As far as the Austrians are concerned, there can be no possible justification for these measures, and closure of the plant would be seen as a token of utter ingratitude, because Semperit Traiskirchen has amply rewarded the Corporation with returns on their previous investments. The question today is: can Traiskirchen be saved? The company offers employment to 1,500 associates, manufacturing products for a world market under pressure due to overcapacity. The bitter truth is this: the plant is no longer needed, however, the brand is, and so is the market.
What they have not quite figured out yet, is how to lose the one and keep the others. Employees point to the closure, at the beginning of the eighties, of the Firestone Plant in Pratteln, Switzerland, which consequently reduced the then market leader to a mere “also ran”. The same fate will befall the Continental Corporation, is the suggestion in Vienna.
But the reality may be quite different. At that time, Firestone had withdrawn from the market in the heat of its struggle for survival, tyres had to be ordered by the container load from the Spanish or French plant, the infrastructure had gone, and so had the distribution service. If lights go out in Traiskirchen today, the impact on the market may be close to zero.

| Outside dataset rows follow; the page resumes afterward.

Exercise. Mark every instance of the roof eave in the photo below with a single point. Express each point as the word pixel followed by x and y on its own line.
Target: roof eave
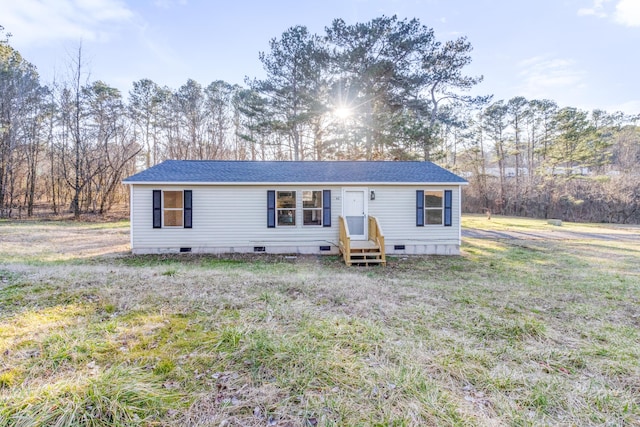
pixel 196 183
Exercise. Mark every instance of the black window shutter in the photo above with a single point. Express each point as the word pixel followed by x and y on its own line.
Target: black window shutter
pixel 420 208
pixel 326 208
pixel 447 208
pixel 157 211
pixel 271 208
pixel 188 196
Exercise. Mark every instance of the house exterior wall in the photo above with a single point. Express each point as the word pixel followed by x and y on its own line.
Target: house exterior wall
pixel 233 218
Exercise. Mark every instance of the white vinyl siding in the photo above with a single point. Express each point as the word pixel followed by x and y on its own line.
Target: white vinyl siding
pixel 233 218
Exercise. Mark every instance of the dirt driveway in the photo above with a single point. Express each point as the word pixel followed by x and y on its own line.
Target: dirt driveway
pixel 616 233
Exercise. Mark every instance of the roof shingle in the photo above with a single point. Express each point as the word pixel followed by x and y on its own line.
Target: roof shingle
pixel 351 172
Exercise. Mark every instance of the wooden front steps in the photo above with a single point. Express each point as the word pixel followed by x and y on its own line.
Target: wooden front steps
pixel 363 252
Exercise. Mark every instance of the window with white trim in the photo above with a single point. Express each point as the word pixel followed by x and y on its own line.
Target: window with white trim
pixel 312 207
pixel 172 208
pixel 286 208
pixel 433 207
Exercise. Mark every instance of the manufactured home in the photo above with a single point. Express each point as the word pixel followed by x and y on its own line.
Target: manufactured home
pixel 363 210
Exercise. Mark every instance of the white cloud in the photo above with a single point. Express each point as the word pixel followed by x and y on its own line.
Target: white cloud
pixel 167 4
pixel 39 22
pixel 544 77
pixel 628 13
pixel 630 107
pixel 597 9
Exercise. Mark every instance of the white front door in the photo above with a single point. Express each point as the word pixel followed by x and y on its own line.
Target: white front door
pixel 354 210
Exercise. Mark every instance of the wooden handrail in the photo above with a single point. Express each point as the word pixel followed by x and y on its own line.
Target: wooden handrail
pixel 345 240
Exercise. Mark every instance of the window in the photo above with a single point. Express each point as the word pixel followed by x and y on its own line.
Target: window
pixel 286 208
pixel 172 209
pixel 312 207
pixel 433 207
pixel 281 208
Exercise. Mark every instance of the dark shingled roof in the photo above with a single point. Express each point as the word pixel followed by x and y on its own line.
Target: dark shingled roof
pixel 348 172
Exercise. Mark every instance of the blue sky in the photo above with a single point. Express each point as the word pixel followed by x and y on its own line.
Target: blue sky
pixel 581 53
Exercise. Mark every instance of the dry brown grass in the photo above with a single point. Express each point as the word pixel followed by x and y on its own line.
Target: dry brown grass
pixel 512 333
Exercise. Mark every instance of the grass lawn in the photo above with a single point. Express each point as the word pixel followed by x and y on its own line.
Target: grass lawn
pixel 513 332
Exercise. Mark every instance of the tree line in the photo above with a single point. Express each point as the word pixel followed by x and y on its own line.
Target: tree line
pixel 381 90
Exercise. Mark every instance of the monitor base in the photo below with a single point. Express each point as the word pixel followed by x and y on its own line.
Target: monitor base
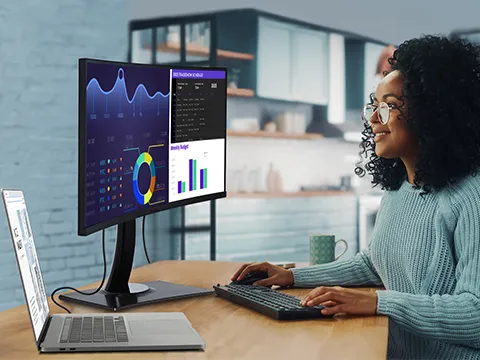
pixel 158 291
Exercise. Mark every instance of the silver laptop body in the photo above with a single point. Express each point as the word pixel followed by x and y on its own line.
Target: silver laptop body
pixel 93 332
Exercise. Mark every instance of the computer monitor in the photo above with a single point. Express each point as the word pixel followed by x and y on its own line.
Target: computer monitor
pixel 151 138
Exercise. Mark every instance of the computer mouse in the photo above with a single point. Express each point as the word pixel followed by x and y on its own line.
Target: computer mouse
pixel 251 277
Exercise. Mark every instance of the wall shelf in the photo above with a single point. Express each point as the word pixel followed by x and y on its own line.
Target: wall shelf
pixel 265 195
pixel 275 135
pixel 199 50
pixel 240 92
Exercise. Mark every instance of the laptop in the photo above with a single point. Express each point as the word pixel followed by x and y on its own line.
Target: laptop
pixel 92 332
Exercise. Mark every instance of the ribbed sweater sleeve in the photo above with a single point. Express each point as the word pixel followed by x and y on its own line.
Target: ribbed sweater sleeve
pixel 355 271
pixel 455 317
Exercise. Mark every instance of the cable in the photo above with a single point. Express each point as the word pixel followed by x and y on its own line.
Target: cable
pixel 81 292
pixel 143 237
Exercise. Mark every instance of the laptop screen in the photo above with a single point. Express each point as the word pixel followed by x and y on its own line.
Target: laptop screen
pixel 26 253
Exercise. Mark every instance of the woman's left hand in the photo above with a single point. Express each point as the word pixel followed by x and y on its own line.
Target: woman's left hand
pixel 342 300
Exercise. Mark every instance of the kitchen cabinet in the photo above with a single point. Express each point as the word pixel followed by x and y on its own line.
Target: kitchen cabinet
pixel 292 62
pixel 309 73
pixel 274 60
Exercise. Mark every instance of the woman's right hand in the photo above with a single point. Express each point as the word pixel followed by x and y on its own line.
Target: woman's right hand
pixel 276 274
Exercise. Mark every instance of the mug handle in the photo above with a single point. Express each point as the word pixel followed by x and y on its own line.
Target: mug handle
pixel 346 247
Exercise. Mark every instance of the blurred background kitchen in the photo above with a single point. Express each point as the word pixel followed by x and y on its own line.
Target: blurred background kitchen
pixel 299 74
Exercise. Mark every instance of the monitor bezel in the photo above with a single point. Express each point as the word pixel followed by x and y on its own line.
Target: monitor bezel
pixel 84 230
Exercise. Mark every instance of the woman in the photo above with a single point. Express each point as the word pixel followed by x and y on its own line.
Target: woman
pixel 422 145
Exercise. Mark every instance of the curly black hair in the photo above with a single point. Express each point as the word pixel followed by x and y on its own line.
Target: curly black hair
pixel 442 92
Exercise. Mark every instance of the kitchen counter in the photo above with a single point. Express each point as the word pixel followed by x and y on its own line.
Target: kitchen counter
pixel 299 194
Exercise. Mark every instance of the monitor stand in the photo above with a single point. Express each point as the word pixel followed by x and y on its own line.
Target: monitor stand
pixel 118 293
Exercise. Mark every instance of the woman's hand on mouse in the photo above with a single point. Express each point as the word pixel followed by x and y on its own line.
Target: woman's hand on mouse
pixel 276 274
pixel 337 299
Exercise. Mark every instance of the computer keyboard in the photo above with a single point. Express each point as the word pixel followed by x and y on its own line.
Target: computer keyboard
pixel 96 329
pixel 269 302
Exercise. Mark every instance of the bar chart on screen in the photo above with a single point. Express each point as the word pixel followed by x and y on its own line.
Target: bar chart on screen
pixel 196 168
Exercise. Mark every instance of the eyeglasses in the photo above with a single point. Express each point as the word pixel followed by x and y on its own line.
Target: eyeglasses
pixel 383 112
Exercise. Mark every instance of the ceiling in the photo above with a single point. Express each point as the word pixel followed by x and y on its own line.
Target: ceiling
pixel 391 22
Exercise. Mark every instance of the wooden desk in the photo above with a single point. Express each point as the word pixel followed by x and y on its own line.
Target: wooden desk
pixel 230 331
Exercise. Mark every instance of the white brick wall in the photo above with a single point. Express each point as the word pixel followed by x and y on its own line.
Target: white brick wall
pixel 40 43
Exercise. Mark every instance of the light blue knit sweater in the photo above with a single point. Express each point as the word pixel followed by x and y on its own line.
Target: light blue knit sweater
pixel 425 251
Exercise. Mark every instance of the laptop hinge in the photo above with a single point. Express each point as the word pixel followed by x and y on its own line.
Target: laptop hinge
pixel 44 332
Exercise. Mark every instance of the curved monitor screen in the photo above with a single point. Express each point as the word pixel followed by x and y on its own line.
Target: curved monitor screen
pixel 151 138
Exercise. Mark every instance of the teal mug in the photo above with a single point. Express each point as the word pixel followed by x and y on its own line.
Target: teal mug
pixel 322 249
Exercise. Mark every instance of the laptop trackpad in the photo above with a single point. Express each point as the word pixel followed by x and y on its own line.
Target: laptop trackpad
pixel 157 327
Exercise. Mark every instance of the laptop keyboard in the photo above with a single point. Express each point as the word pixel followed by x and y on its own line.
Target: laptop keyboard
pixel 96 329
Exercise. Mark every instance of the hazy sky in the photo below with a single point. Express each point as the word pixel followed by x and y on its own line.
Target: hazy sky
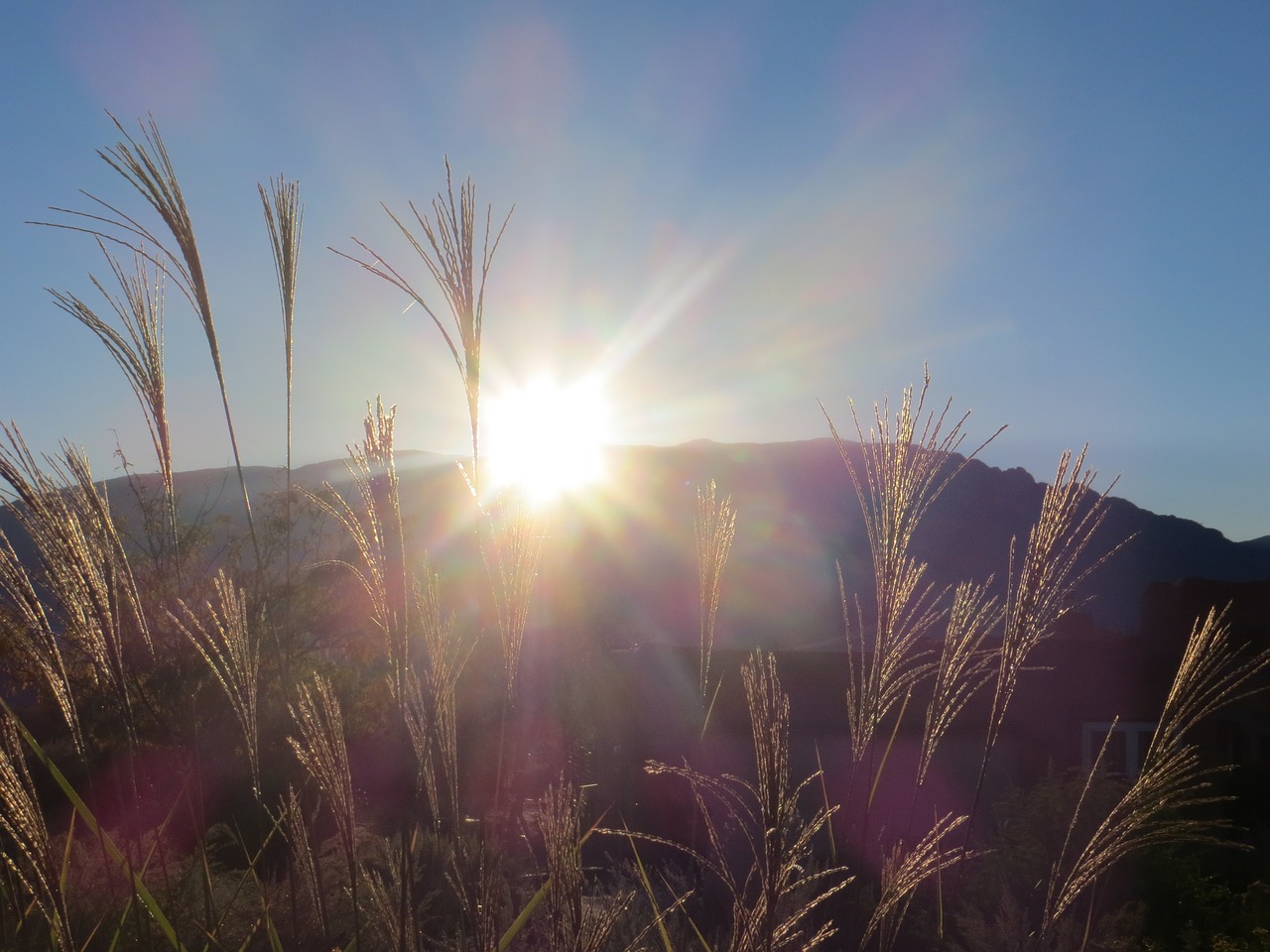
pixel 731 209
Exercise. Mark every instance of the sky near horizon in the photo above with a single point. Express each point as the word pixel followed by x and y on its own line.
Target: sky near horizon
pixel 729 211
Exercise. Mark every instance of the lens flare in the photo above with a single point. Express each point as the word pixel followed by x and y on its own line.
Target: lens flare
pixel 547 438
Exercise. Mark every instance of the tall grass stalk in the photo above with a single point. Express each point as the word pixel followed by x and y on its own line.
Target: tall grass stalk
pixel 231 648
pixel 1160 806
pixel 902 873
pixel 30 629
pixel 1058 558
pixel 714 527
pixel 146 166
pixel 322 751
pixel 284 218
pixel 139 352
pixel 28 851
pixel 81 562
pixel 906 467
pixel 447 252
pixel 512 544
pixel 964 665
pixel 758 846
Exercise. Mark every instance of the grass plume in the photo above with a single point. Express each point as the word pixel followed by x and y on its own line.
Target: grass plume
pixel 229 644
pixel 714 526
pixel 1160 805
pixel 448 253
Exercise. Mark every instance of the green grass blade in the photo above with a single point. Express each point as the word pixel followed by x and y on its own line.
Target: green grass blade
pixel 140 888
pixel 515 928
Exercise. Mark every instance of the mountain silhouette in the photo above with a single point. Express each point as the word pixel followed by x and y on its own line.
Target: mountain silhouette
pixel 620 561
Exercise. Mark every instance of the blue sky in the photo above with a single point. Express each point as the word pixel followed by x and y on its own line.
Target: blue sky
pixel 731 209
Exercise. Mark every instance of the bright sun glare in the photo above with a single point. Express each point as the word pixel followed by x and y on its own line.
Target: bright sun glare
pixel 547 438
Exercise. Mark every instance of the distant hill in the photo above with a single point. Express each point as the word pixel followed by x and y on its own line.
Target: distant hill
pixel 621 560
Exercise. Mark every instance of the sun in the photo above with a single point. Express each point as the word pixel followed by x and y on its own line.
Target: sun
pixel 547 438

Austria will be in turmoil but once the telephones of the works council members have been cut, the interest of the public and the press will die down, and so will the interest of the politicians, who are trying to capitalise on the situation, pretending they are fighting to keep the jobs. It will be like in any obituary: fought, hoped and lost. Matters should be approached from a different angle: ranting and raving does not create new jobs.